Relatos de la falsa vida serena
Siempre que voy a emprender un viaje pienso en Mercier y Camier, personajes de Samuel Beckett, dos amigos que deciden hacer un viaje que es poco menos que el viaje soñado por ambos y en mutua compañía, lo que redunda en el efecto previo de la ilusión compartida.
Se reúnen la mañana de autos, dejan sus bicicletas a la puerta del bar donde deciden desayunar (según la idiosincrasia de personajes de Beckett), se dejan enredar por una cháchara que debe tanto a la palabra sin control como a otros efluvios menos corrosivos y, al fin, nunca llegan a emprender el viaje.
Ya he referido antes –quizá repitiéndome– que el de Mercier y Camier me parece, con el de Ulises en su intención primigenia, uno de los viajes más excitantes a los que he asistido literariamente, pues, además de no incluir el retorno como precepto (el de Ulises parece, más allá de la aventura al límite de las tentaciones, el viaje de un regreso), refleja con precisión la esencia de cualquier acto o deseo, la expectativa de ese deseo, el magma bullicioso de la ilusión en estado puro.
Sin embargo, el poso que queda después de la lectura es inquietante y tiene mucho que ver con el desasosiego que provocan las cosas que pasan cuando, en apariencia, no pasa nada, los viajes que no se llevan a cabo, las palabras que no se pronuncian, las miradas que se proyectan sobre el azogue del espejo en que debían reflejarse.
Lo mismo que a estos les sucede a otros personajes de Beckett, Moloy, Malone, incluso los que esperan el advenimiento de Godot. Están inmóviles como si así fueran capaces de apresar y detener el tiempo, el flujo de la conciencia se hace cargo de su aparente desidia, nada tiene que pasar para que todo suceda, su actitud es desasosegante, el resultado terrible por lo que se dice y por lo que se calla. Ni el tiempo, indispensable en el desarrollo de cualquier discurso narrativo, en su generosa combustión, es capaz de tamizar la terrible clarividencia que esconden las palabras que no se pronuncian y los actos que no se llevan a cabo.

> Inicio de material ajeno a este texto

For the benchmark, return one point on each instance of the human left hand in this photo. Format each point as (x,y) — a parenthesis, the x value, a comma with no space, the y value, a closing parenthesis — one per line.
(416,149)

En un encuentro mantenido recientemente con Álvaro del Amo y José María Merino y que tomará forma en el próximo número de LEER, Del Amo citó en varias ocasiones a Beckett y la falsa inmovilidad de sus personajes, la carga de profundidad que esconden sus silencios, las elipsis como dardos que se clavan en las conciencias y no dejan resquicio para la réplica.

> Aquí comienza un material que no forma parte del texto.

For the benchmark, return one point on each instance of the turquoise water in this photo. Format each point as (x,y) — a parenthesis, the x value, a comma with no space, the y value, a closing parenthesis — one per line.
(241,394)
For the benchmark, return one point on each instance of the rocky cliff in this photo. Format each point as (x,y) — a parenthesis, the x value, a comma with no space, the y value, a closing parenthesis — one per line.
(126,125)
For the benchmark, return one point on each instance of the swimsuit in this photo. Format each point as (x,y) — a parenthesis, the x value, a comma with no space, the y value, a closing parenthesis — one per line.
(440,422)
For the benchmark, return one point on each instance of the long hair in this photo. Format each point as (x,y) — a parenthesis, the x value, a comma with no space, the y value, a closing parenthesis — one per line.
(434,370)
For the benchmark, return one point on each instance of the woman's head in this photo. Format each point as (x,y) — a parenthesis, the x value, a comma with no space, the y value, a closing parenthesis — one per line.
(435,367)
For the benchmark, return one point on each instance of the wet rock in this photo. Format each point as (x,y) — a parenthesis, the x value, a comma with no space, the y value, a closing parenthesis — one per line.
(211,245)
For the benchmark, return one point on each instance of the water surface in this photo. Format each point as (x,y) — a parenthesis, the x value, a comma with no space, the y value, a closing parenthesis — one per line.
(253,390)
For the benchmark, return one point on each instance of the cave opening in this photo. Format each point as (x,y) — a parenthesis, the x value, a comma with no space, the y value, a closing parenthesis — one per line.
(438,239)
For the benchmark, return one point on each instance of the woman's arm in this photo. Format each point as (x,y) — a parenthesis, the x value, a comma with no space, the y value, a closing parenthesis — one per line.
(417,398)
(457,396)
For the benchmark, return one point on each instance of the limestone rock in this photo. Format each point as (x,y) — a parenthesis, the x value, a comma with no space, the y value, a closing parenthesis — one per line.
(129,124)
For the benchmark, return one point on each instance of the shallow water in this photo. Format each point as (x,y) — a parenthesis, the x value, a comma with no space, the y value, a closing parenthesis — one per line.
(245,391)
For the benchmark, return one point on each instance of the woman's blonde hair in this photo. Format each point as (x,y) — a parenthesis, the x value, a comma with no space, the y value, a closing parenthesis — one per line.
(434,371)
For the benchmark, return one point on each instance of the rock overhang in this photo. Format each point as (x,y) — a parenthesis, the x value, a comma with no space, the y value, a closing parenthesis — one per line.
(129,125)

Álvaro del Amo, a quien se identifica a bote pronto con el cine y el teatro, estrenó hace unos meses una adaptación al teatro de la película Amantes, de la que fue coguionista: otro ejemplo de que lo más atroz sucede cuando parece que el tiempo se detiene y las palabras empiezan a perder su poder de evocación.
Conocemos su condición de escritor polifacético que, además, cuenta en su haber con varias novelas, también algunas historias de variada extensión y difícil encuadre, y ahora nos sorprende con un libro de relatos, Crímenes ilustrados, (Menoscuarto), que deviene confirmación de las premisas estéticas del maestro irlandés.
En los relatos de Álvaro del Amo todo discurre dentro de una cotidiana monotonía, aparentemente no pasa nada, incluso se produce una especie de cortesía entre los personajes que comparecen ante lo que no sucede; pero la mínima chispa (un encuentro, el sueño de un tigre en el salón, un tornillo que no ajusta en las intenciones de un cadáver ambulante, la soprano que quiere interpretar su propia fatalidad) puede provocar un incendio imposible de apagar. A veces real, como sucede en la primera de las historias, a veces no; pero siempre terrible, ilustrada y educadamente terrible.